Und mit dem Lösungswort eines anderen Rätsels haben wir es in der Welt in diesem Jahr in den erbittertsten und erstaunlichsten Formen zu tun gehabt:
Der Erste ist in jedem Fall dafür. / Der Zweite, skeptisch, unternimmt / zu prüfen erst mit Sach-Gespür, / ob das, was hier zugrund gelegen, / auch wirklich hieb- und stichfest stimmt. / Jedoch der Ganze bleibt dagegen.

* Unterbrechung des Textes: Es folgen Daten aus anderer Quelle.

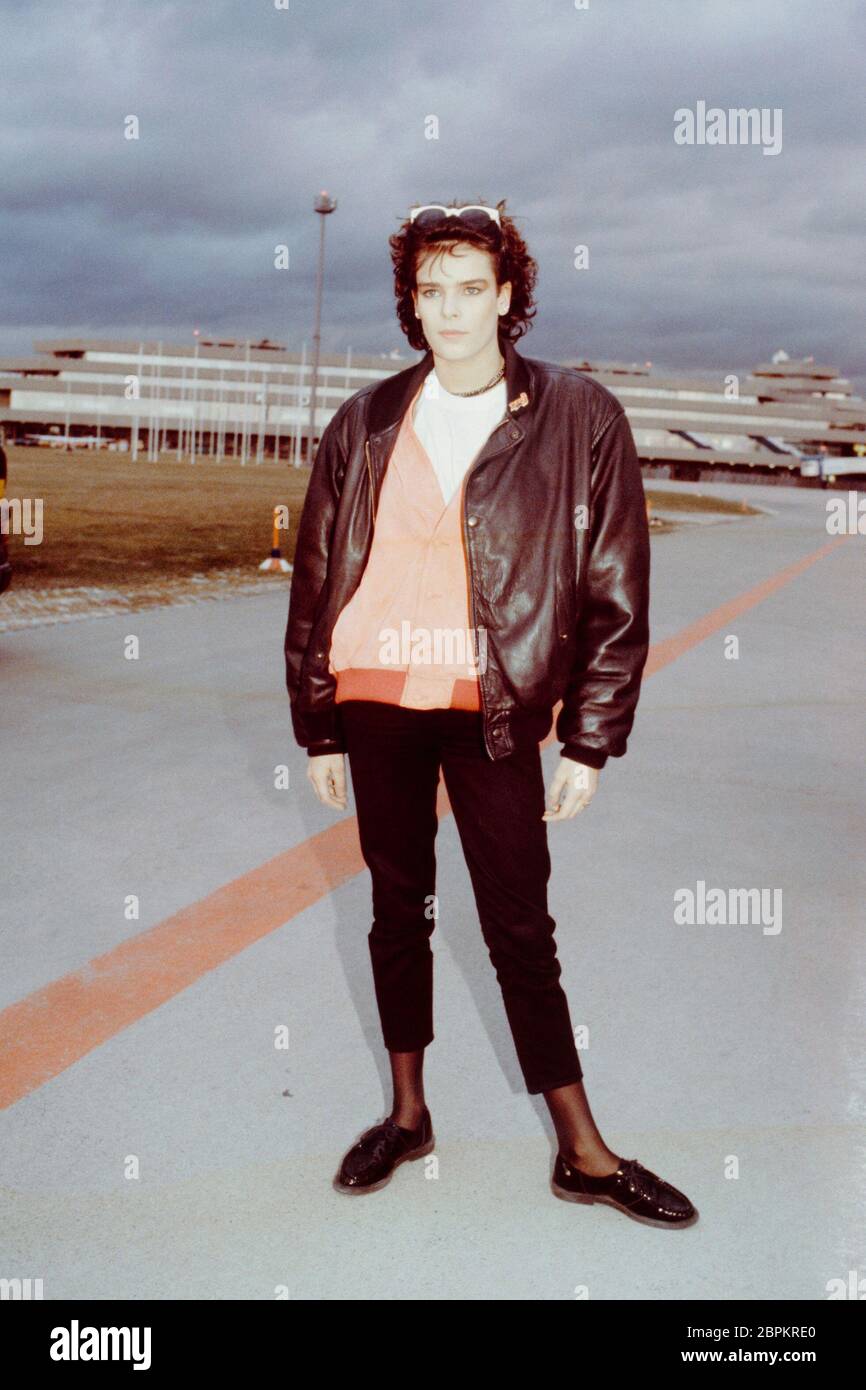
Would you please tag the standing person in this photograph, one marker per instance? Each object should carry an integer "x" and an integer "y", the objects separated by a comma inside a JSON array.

Mit achtundachtzig Jahren hat die Dichterin Erika Beltle noch einmal zur Feder gegriffen und die ihr in kürzester Zeit eingefallenen Rätsel aufgezeichnet. «Unerwartet», wie sie schreibt, «hat mir nach einem wetterfreundlichen Jahr der Herbstwind einen Sack voll Nüsse vom Baum geschüttelt, die nun geknackt sein wollen. Auch die Rätselnüsse haben ihren ‹Nährwert› und ihre Süße, denn sie üben die Fantasie sowie ein exaktes Denken und erregen meist ein leises Schmunzeln, wenn man den Kern, von seiner Umhüllung befreit, vor sich hat.» – Es ist ein feiner philosophischer Zug in ihren Rätseln enthalten, auch ein feiner Humor:
Sie ist ohne Eleganz, / nur das Grobe passt hinein. / Nimmt man weg ihr / Hut und Schwanz, / hat man, kurz gesagt, / das Sein.
Und wir als Mitdenker und Löser ihrer Rätsel fühlen uns umso herzlicher ihrer «Lebensphilosophie», die sie als letztes Rätsel gesetzt hat, verbunden:
Wenn ein Anlass ist gegeben, / gibt man gerne ihn im Leben. / In die Zweite kehrt man ein, / allermeistens nicht allein. / Gut zu jeder Lebensfrist / ist’s, wenn man das Ganze ist, / auch, wenn wir mit Schmerzen ringen, / weil nur sie uns weiterbringen.